**I envision a couple of movies unfolding in my mind where non-conformists make the “required” uniform more fashionable and, dare I say more aesthetically pleasing.**
Let’s face it (and let’s get this out of the way right off the bat) – The Uniform is not going to win any fashion awards.
It will not be walking a runway in Paris or being featured in one of those high-end boutiques anytime soon.
Chances are older generations will be more prone to argue for consistent uniform wear than most of the younger generational soldiers. I am not here to argue for or against uniform wear (an auditory sigh can be heard being exhaled all around the Army world). I am here however to recognize the need for such a uniform in our army.
The uniform is recognizable, sure it might be a marketable feature from time to time but it should also be a symbol of hope to people who see it. There are many soldiers and officers who can bear witness to the fact that people will inevitably come up to us and say something to the effect of “Oh, The Salvation Army, you don’t know me but The Salvation Army saved my life….” The uniform is recognized by those it has helped as well as those who want to help. We may have to sacrifice some comforts in order to wear it. By putting it on we are taking off our personal identities and some of our individuality and becoming a part of something greater than ourselves…or better yet, perhaps our identities and individuality begins to make this Army greater than before. We do this together. We wear the uniform for a purpose. We share in this mission and fight not as a solitary soldier but as a unified army…so be recognizable!

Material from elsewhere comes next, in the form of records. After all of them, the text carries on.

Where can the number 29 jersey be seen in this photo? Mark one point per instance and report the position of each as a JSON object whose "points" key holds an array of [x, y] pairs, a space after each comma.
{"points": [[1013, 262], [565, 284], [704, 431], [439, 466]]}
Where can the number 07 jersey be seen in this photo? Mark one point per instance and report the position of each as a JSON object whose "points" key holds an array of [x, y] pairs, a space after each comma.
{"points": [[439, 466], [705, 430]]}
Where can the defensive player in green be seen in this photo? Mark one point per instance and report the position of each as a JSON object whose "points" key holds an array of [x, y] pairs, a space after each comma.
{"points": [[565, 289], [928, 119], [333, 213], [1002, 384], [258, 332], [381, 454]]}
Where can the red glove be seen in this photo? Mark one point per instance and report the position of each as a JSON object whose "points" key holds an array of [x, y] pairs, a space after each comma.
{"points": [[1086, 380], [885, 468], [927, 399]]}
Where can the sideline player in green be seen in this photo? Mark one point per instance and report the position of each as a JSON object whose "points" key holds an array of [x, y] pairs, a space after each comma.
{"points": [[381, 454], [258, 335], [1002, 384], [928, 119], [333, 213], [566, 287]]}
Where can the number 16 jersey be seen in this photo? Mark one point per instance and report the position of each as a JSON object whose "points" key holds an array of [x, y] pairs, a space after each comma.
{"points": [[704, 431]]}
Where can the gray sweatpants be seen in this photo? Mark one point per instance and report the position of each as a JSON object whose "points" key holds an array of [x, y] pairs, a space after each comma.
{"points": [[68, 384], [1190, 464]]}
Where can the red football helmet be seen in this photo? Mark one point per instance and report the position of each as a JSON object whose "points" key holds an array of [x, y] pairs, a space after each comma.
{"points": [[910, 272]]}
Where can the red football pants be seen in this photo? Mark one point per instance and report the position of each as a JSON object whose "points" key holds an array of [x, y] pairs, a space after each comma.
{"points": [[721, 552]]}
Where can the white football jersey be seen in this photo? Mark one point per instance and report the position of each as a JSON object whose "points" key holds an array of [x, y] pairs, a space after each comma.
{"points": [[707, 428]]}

I am not saying that Jesus donned one of our finest polyester threaded navy blue uniforms or anything, but I am saying that we can embrace the uniform by understanding what it stands for. Remember that the “S’s” stand for Saved to Save (or Saved to serve). Who have we been saved by? – Christ. He has provided us this salvation and displayed for us what holiness looks like. We have been saved for a holy purpose – to show others how new life can be and to help others navigate the murky sin-sick waters of life as well. We can glorify God in these uniform through the ways that we conduct daily lives. Can we practice “Christ-likeness” out of uniform? Of course, and we ought to, but we can also utilize this semi-comfortable contraption to bear witness of a transformed life. I am not saying wearing the uniform is always easy, but neither is living a holy life. Again, we can draw some parallels here but they are not mutually exclusive either. If you are a soldier and you are committed to the cause of the Army then consistent uniform wear is probably a given.
3. Uniqueness of Witness To Others
Barring that you don’t get delayed in airports often and get frequently mistaken for airline pilots and staff members, the uniform can be a relatively unique witnessing tool. People are quite curious as to what the uniform is all about. If anything it’s a wonderful conversation starter. Bear in mind that witnessing is so much more than the old “gospel tract” methods. It is so much more than “cold calling” people, or yelling from a street corner “Jesus Saves”. People are people and want to be engaged as such. If we have hidden motives and agendas we are disingenuous in our witness. Wearing the uniform will either scare people away or cause them to ask certain questions…and who knows perhaps you can develop a relationship with someone because of it. With wearing the uniform, we do not hide the fact that we are Soldiers and Christians. We all know of areas in which Christianity has been tarnished by inconsistent witnesses and down right hypocritical people – and we cannot afford to be that kind of witness while in uniform. Seriously, if you don’t think you can be a consistent witness in and out of a uniform (PLEASE JOT THIS DOWN) – THEN DON’T WEAR THE UNIFORM! I don’t mean to be harsh but either wear it with conviction or don’t. Either embrace the symbolism behind the uniform or walk away from it.
The Future of The Uniform?
Look, I don’t know what the future holds for the uniform, but if what we have seen in the last 20 – 30 years indicates anything, the Salvation Army uniform can and will change. This doesn’t mean that it will all but disappear, but it might mean that certain adjustments will be made – **ahem the bonnets and high collars…will skirts and pantyhose be next? I don’t know. Can I say that I ALWAYS enjoy wearing full uniform – of course not! Will I stop wearing my uniform as long as I am a soldier and officer – No. Would I welcome some adjustments or modifications to the uniform in the future? You bet I would!